Прошло две недели, но Беатриче не приступала еще к осуществлению своего плана. Откровенно говоря, она и сама о нем немного забыла. Первые дни любовной связи походят на экскурсии испанцев, открывших Новый Свет. Отправляясь в путь, они обещали своему правительству в точности исполнять его приказания, изучить и цивилизовать Америку; но когда они прибыли туда и увидали незнакомое небо, девственные леса, золотые и серебряные рудники, то голова у них закружилась. Столько нового открылось перед ними, что они забыли свои обещания и всю Европу, но зато им удалось открыть сокровища: нечто подобное бывает иногда с влюбленными.

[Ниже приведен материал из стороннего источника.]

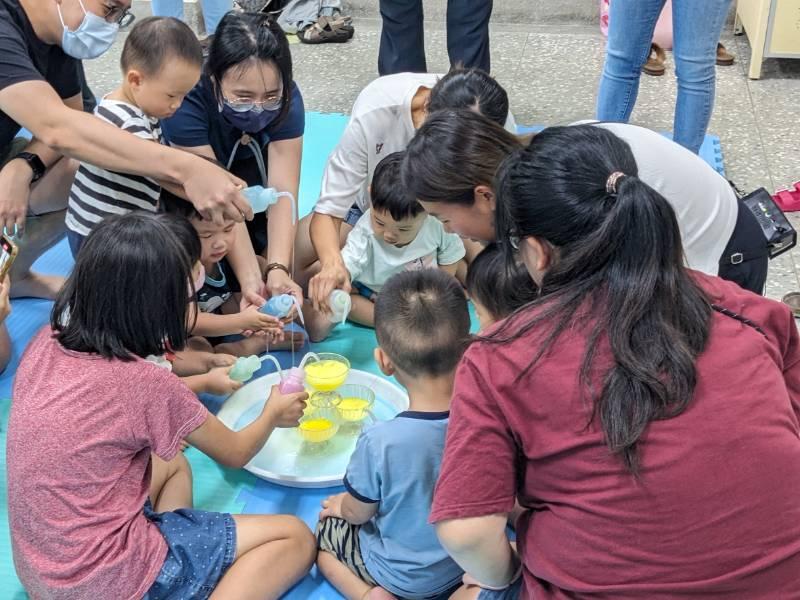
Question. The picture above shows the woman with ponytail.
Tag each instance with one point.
(247, 114)
(451, 162)
(645, 415)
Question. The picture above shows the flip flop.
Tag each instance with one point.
(655, 62)
(327, 30)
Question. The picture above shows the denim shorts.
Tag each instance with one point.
(201, 546)
(353, 215)
(512, 592)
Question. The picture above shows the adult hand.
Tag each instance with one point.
(285, 409)
(332, 507)
(215, 193)
(332, 275)
(250, 319)
(5, 303)
(218, 382)
(15, 182)
(214, 360)
(279, 282)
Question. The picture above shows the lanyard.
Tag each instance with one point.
(247, 140)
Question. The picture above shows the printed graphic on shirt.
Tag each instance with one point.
(423, 262)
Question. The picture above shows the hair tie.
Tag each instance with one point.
(611, 182)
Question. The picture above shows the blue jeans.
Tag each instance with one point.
(697, 25)
(213, 11)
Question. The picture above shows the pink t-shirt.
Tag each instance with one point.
(80, 435)
(717, 510)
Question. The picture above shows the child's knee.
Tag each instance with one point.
(304, 539)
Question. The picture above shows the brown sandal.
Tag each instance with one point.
(655, 62)
(724, 58)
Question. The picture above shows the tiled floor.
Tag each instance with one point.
(551, 73)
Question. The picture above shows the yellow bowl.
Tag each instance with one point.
(316, 429)
(357, 400)
(327, 373)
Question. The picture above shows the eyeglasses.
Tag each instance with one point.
(247, 104)
(121, 16)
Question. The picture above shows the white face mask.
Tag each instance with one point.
(92, 37)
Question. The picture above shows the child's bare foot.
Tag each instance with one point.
(378, 593)
(318, 325)
(35, 285)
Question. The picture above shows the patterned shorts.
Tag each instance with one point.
(340, 538)
(202, 545)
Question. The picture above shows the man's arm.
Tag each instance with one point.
(73, 133)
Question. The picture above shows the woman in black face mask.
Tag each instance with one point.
(247, 114)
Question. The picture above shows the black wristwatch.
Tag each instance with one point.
(35, 163)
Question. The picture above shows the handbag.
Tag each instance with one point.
(779, 233)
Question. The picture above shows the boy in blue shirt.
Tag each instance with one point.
(374, 539)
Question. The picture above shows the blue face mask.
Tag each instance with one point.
(251, 121)
(92, 37)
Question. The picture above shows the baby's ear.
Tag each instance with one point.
(384, 362)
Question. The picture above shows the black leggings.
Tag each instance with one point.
(745, 259)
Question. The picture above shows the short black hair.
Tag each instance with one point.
(155, 40)
(175, 205)
(422, 322)
(470, 89)
(186, 235)
(241, 36)
(128, 294)
(387, 192)
(499, 285)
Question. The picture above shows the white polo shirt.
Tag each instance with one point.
(379, 125)
(703, 200)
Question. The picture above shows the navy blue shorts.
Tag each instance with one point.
(201, 547)
(512, 592)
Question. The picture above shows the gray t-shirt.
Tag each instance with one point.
(396, 464)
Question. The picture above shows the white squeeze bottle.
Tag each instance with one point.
(340, 304)
(261, 198)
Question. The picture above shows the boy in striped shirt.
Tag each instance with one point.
(161, 63)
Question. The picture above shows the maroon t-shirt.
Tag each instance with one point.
(80, 436)
(717, 508)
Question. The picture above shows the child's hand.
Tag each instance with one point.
(219, 360)
(5, 303)
(219, 383)
(286, 409)
(332, 507)
(250, 319)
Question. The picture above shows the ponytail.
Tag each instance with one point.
(619, 252)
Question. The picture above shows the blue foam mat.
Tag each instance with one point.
(218, 488)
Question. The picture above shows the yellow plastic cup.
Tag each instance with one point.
(327, 373)
(317, 428)
(357, 401)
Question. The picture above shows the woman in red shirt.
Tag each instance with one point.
(645, 415)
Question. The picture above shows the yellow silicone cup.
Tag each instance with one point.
(357, 400)
(317, 429)
(327, 373)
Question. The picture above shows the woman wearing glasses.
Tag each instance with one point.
(247, 114)
(646, 416)
(41, 46)
(451, 162)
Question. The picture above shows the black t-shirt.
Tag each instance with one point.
(24, 57)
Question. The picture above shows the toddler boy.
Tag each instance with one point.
(161, 62)
(374, 539)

Еще одно обстоятельство оправдывало Беатриче. В продолжение этих двух недель Пиппо не играл и ни разу не был у княгини Орсини. Это было началом благоразумия; по крайней мере, так думала Беатриче. Пиппо проводил половину дня около своей любовницы, а остальное время любовался морем, сидя в кабачке на Лидо за бокалом самосского. Друзья не видели его более. Он порвал со всеми своими привычками и жил, не замечая времени и не отдавая себе отчета в своих поступках; он был, точно в чаду, и забыл обо всем окружающем, что всегда бывает после первых поцелуев красавицы; и когда человек находится в подобном состоянии, трудно определить, безумец он или мудрец.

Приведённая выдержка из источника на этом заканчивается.